Reportagens

Marcelo Camelo || Belém Art Fest

Marcelo Camelo apresentou-se no formato intimista a que nos habituou nos claustros do Mosteiro dos Jerónimos, e que lugar alquímico para levar a cabo este concerto.

Passaram 5 anos desde que Marcelo Camelo subiu a palco em nome próprio, e esse tempo que parecia absoluto resultou num regresso, voz e guitarra, inserido no Belém Art Fest 18’.

Marcelo Camelo era, a par com Rodrigo Amarante, membro principal da banda brasileira da viragem do século, Los Hermanos, que terminou com a apologia de que os integrantes queriam dedicar-se aos seus projetos a solo.
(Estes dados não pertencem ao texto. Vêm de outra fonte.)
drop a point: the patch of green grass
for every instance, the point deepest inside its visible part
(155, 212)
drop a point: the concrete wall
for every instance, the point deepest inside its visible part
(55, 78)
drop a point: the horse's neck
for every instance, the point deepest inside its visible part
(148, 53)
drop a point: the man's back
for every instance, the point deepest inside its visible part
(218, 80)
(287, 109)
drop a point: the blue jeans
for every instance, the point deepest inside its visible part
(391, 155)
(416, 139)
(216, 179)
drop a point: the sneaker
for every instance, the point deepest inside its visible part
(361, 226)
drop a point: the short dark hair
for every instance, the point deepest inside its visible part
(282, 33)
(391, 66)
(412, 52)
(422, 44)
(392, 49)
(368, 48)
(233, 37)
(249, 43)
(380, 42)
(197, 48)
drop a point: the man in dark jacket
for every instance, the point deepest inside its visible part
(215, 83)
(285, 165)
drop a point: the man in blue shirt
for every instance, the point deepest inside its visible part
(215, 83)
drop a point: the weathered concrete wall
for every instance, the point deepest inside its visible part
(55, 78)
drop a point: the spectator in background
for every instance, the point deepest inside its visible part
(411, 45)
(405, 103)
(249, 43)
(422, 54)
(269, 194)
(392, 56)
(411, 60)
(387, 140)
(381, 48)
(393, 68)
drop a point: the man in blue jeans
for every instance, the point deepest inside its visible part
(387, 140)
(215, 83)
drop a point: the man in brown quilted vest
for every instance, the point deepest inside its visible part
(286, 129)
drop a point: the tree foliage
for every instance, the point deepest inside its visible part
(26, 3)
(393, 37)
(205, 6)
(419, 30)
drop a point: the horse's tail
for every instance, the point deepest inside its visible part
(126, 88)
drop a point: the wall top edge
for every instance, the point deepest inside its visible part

No entanto, é algo ainda muito presente, e como quem gosta gosta, continuamos a gostar e a saber, e dessa forma justifica-se a presença de tantas músicas da banda no alinhamento deste concerto.

A música escolhida para dar mote foi “Boca de Rio Seco”, uma novidade confirmada pelo cantautor. Seguiu-se “Luzes da Cidade”, que podia ser a tradução da comédia romântica protagonizada por Charlie Chaplin, mas neste caso é a música de abertura do álbum Ao vivo Theatro São Pedro, e os ânimos aqueciam para dar entrada numa “Casa Pré Fabricada” que está na ponta da língua do público, não fosse um clássico do segundo álbum de estúdio da banda Los Hermanos, Bloco do Eu Sozinho.

Marcelo achou por bem tocar “Pra Maria”, tema que escreveu para se interpretado por Maria Rita, a cantora brasileira filha da enorme Elis Regina. Maria Rita que também popularizou “Cara Valente”, outra canção dos Los Hermanos, que Marcelo Camelo cantou nesta noite de repertório icónico.

Apesar do público saber para o que ia, o carioca parecia não saber, e demonstrava assim uma ingenuidade pura que lhe é característica, de quem pensa que o público não conhece as suas músicas.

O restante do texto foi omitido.